A Clash Between Cultures

By Sam Venable - Knoxville News Sentinel

Webmaster's Note: Mr. Venable is a humor columnist for the Knoxville News Sentinel. Mr. Venable shares his feelings from visiting the Custer Battlefield for the first time. It is a moving account that succinctly captures the history and passion of our magnificent monument. We wish to thank Mr. Venable and the Knoxville News Sentinel for granting permission for us to post the article which ran in the May 30, 2008 issue.

At strategic locations in the Little Bighorn Battlefield National Monument, the National Park Service has posted small signs telling visitors they are walking sacred ground.

Given the potential for boorish behavior by Tom and Tammy Tourist, perhaps these reminders are necessary.

But if someone truly needs etiquette lessons at the scene of historic carnage, a sign isn't enough. A dope-slap, maybe.

This sweeping grassland vista is more than the site of a military confrontation, fought to its visceral finish on June 25-26, 1876.

Here, the U.S. 7th Cavalry suffered some 260 dead, including its commander, Lt. Col. George Armstrong Custer. Some were scalped, some disemboweled. Fatalities among Lakota, Cheyenne and Arapaho warriors were believed to be 100 or fewer.

More significantly, this marks the spot where two radically different social cultures collided.

Verily, here is where the Northern Plains Indians won the battle but lost the war.

In truth, they - along with their brothers and sisters to the east - had been losing it for centuries.

Aided and abetted by politicians who would sign a treaty one year and ignore it the next, settlers ceaselessly gobbled native territory. Neither side understood the complex lifestyle of the other. Ultimately, might morphed into right. And the beat goes on.

Belatedly, the federal government has acknowledged this tract signifies more than the culmination of us versus them.

Even though designated a national cemetery in 1879, with a 7th Cavalry obelisk erected on Last Stand Hill in 1881, it wasn't until 1991 that the name of this national monument was officially changed from "Custer" to "Little Bighorn" and a memorial to Indian participants was commissioned.

Today, the circular Indian memorial and the marble obelisk sit approximately 350 feet from each another.
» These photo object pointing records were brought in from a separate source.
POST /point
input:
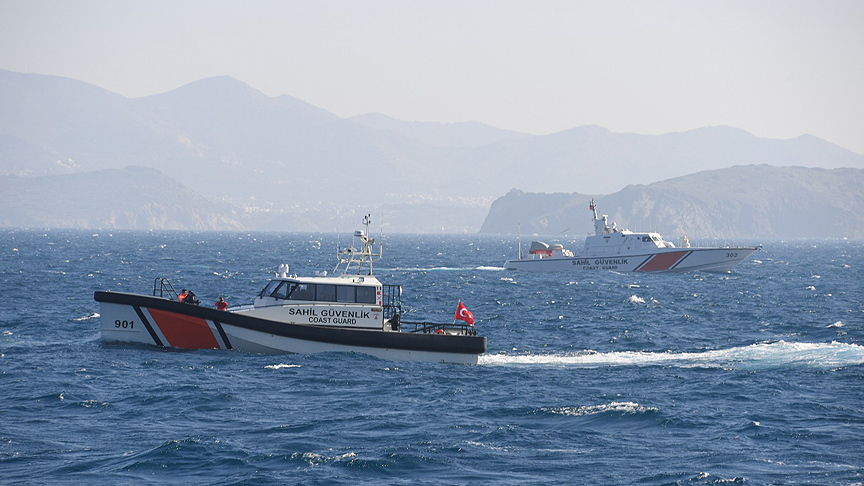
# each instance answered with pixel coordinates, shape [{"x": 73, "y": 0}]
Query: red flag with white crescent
[{"x": 463, "y": 314}]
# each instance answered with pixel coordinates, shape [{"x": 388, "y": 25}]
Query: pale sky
[{"x": 777, "y": 69}]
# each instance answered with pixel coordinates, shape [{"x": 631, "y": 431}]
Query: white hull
[
  {"x": 667, "y": 260},
  {"x": 154, "y": 321}
]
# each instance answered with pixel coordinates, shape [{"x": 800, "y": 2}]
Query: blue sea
[{"x": 750, "y": 377}]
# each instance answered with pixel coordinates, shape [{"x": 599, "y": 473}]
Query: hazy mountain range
[
  {"x": 237, "y": 158},
  {"x": 738, "y": 202}
]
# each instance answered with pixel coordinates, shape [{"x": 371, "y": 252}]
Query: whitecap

Behind fences, there is a profusion of markers denoting where Custer and the soldiers under his immediate command fell.

Nearby are markers where fighters from both sides were known to have met their fate. And as with any killing field, surely the bones of many more unknown lie scattered, buried, lost to time.

It is a stunningly beautiful spring afternoon as I stand on this lonely hill, gazing southwest into the valley of the Little Bighorn River where approximately 7,000 Indians had been camped. Closer flows the river itself, across which Sitting Bull's warriors attacked.

Quiet envelops the land. The only sound that carries in the gentle prairie breeze is the lilting, melodious call of a western meadowlark.

Nonetheless, I attempt - with utter failure, of course - to imagine the maddening din, the choking dust, the broiling heat and the unbridled terror on both sides during those two days of savagery so long ago.

I need no reminder to remain reverent.